It's not easy writing an "About" page for a webcomic.
If you describe the strip, you risk spoiling it. If you describe the setting, you risk turning off people who find it unappealing.
The late literary critic John Gardner said that in the end, the best literature is philosophical. I think the best comics are philosophical. Look at Peanuts. It needn't be overt and usually shouldn't be.
After several rewrites, I decided the best "About" page for my comic "Li'l Nyet" is philosophical. It flags the intellectual, emotional and social terrain without revealing too much. It reveals the deeper human issues behind the punch lines, tempting people to reserve judgment until they have read more deeply.
Getting scholarly on an "About" page runs the risk of alienating some. There are plenty who can read Nyet on a surface level and enjoy it without entering the great debates of our time. The richest jokes are the most profound.

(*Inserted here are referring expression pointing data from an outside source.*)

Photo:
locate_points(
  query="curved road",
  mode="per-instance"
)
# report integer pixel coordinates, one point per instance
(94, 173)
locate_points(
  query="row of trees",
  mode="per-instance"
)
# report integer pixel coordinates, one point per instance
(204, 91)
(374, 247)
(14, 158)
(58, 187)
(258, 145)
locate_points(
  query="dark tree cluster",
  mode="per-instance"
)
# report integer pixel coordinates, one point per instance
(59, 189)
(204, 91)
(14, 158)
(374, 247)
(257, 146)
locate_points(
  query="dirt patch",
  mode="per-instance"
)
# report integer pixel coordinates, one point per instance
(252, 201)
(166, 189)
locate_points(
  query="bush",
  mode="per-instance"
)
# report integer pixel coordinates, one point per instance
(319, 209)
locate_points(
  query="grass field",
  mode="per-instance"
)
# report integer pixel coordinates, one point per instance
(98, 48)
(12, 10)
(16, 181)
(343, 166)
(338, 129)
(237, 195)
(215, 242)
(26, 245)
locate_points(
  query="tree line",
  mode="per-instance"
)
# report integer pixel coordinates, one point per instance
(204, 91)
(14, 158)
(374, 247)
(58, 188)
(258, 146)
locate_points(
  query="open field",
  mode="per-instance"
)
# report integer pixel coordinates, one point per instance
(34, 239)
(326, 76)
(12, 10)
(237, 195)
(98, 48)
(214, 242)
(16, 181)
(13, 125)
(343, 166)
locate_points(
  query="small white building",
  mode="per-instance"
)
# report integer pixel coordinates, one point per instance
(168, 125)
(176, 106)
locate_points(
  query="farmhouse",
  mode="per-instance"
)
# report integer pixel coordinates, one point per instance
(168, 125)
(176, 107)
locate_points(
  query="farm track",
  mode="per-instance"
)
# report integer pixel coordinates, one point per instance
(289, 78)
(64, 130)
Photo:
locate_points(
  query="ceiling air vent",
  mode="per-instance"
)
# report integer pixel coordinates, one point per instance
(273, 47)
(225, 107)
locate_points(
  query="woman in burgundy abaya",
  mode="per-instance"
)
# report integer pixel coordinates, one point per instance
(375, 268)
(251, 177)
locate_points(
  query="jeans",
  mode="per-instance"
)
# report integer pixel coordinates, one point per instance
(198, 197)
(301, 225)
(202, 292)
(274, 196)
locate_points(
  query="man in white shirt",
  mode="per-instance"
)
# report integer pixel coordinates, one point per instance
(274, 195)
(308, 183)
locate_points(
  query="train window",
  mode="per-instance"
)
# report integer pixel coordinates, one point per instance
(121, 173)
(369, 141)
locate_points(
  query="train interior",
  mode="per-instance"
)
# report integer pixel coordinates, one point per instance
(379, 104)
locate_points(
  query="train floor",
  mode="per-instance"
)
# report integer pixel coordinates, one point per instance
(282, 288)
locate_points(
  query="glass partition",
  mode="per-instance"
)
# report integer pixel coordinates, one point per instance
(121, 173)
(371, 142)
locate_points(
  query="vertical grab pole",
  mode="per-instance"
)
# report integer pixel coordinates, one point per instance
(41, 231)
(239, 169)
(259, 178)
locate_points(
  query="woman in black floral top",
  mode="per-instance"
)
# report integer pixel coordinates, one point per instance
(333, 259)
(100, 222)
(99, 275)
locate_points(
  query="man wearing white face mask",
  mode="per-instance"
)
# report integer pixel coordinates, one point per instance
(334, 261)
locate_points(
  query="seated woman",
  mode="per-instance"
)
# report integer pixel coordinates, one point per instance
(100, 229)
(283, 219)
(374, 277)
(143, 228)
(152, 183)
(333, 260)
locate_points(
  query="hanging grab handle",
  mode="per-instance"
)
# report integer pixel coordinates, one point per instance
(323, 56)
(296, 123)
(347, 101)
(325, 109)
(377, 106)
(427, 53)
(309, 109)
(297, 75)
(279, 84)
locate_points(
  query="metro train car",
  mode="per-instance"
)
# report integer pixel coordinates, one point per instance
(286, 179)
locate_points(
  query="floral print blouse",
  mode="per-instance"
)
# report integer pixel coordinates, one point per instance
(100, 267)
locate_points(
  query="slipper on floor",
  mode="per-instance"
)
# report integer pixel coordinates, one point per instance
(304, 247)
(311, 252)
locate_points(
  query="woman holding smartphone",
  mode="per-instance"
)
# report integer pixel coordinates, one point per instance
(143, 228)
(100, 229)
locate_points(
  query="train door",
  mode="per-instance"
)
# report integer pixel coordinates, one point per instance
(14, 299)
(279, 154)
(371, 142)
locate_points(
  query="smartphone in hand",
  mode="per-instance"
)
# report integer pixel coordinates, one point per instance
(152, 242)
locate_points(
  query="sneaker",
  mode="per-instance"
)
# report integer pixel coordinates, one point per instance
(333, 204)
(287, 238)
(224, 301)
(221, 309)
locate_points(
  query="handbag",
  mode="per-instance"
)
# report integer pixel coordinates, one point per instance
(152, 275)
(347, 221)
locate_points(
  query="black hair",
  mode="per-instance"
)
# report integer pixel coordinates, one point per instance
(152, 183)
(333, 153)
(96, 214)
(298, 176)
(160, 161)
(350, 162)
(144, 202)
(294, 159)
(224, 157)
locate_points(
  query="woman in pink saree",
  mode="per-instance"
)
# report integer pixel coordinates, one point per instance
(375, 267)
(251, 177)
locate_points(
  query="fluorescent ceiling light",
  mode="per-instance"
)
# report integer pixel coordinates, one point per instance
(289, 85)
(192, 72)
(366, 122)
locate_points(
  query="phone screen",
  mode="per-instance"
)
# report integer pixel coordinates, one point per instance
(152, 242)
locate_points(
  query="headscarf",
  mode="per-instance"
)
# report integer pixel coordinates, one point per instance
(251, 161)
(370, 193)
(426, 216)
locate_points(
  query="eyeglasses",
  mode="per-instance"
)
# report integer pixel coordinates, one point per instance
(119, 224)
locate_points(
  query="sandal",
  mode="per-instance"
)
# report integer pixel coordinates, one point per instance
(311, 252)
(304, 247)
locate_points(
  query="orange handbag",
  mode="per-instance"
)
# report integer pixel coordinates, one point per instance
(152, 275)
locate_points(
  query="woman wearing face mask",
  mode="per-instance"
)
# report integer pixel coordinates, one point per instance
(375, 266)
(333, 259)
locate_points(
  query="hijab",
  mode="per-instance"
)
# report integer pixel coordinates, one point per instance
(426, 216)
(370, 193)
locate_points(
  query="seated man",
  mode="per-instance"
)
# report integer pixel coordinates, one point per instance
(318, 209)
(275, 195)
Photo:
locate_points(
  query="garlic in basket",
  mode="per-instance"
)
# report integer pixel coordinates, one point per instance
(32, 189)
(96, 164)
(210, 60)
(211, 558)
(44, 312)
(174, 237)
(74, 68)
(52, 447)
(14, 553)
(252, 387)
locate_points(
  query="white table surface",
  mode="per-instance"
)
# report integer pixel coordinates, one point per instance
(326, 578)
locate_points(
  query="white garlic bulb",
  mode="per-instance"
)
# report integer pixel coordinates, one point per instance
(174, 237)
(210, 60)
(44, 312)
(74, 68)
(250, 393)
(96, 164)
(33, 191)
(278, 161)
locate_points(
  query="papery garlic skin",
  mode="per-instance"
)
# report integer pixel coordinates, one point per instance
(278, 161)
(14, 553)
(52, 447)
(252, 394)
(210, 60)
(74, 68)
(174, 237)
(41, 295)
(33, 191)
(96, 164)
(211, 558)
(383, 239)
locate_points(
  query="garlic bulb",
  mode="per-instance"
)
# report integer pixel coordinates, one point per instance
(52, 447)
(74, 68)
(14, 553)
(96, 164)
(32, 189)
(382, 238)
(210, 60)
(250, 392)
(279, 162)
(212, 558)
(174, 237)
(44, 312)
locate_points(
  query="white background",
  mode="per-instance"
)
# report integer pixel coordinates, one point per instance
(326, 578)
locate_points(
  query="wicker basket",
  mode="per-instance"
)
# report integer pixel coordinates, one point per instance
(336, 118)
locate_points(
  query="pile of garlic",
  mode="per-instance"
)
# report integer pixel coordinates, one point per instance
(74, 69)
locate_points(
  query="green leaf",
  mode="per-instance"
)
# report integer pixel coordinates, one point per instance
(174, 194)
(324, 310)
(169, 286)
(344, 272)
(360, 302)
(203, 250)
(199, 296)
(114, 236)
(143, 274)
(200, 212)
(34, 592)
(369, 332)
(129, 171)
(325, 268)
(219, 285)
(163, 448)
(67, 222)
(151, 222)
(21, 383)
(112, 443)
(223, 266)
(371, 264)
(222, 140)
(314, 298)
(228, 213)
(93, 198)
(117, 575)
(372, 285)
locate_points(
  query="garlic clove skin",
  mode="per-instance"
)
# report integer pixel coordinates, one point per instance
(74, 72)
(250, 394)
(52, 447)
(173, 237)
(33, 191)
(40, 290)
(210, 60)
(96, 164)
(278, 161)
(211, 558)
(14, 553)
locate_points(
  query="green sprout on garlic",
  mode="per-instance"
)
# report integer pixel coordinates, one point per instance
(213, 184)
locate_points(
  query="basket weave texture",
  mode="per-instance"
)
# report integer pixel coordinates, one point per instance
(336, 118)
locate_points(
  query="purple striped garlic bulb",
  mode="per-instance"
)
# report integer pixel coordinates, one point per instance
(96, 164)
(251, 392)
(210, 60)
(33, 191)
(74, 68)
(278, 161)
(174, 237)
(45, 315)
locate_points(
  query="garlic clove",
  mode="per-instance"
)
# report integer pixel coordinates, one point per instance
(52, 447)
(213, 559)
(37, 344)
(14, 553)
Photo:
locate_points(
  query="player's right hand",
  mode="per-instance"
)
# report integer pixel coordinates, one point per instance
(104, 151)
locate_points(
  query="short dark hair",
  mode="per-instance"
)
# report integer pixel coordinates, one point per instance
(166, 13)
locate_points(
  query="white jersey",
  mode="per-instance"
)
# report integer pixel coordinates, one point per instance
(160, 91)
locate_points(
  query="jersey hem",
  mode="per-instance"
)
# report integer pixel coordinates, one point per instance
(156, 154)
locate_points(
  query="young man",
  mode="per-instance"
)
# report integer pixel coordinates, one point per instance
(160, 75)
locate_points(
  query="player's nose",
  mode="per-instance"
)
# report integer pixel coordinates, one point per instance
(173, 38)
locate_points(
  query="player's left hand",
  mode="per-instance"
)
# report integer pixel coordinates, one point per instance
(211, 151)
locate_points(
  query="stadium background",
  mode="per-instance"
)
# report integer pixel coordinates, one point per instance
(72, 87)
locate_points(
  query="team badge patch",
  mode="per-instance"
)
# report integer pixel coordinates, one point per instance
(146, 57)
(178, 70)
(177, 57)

Here, for your consideration, is what I wrote:
Li'l Nyet is about human ideals versus human nature. It's also about comics, hell, ghosts, hauntings, Russian literature, turnips and totalitarianism.
Total - what? Totalitarianism is government that controls every aspect of your life, including what you are allowed to think. It's Big Brother. It reached its peak in the communist societies of the last century, including Russia, and still exists in North Korea.
The idea of everyone being equal is appealing, but it is human nature to be different. This is one of the great quandaries of our time, as governments push the equality pendulum back and forth between freedom and "remedies" to inequality.
The struggles between the free and the unfree, the doctrinaire and the open-minded, the smart and the dumb, the fit and the burdened and all their ramifications creates ideologies that make truth a bystander and distort our understanding of reality.
In high school, we were taught that there are four kinds of dynamic tension in a story: man vs. man, man vs. nature, man vs. machine and man vs. himself. Our libraries are full of tales that fit neatly into these categories. The nature of man versus the ideas of man fits as well, but is perhaps the most censored, repressed, politically volatile concept of our day.
What better place to tear into it than a comic strip? And what better setting than the security apparatus of the world's most powerful totalitarian state, headed by a demon of obscure origin?
Enjoy Li'l Nyet, the comedy that's darker than you think.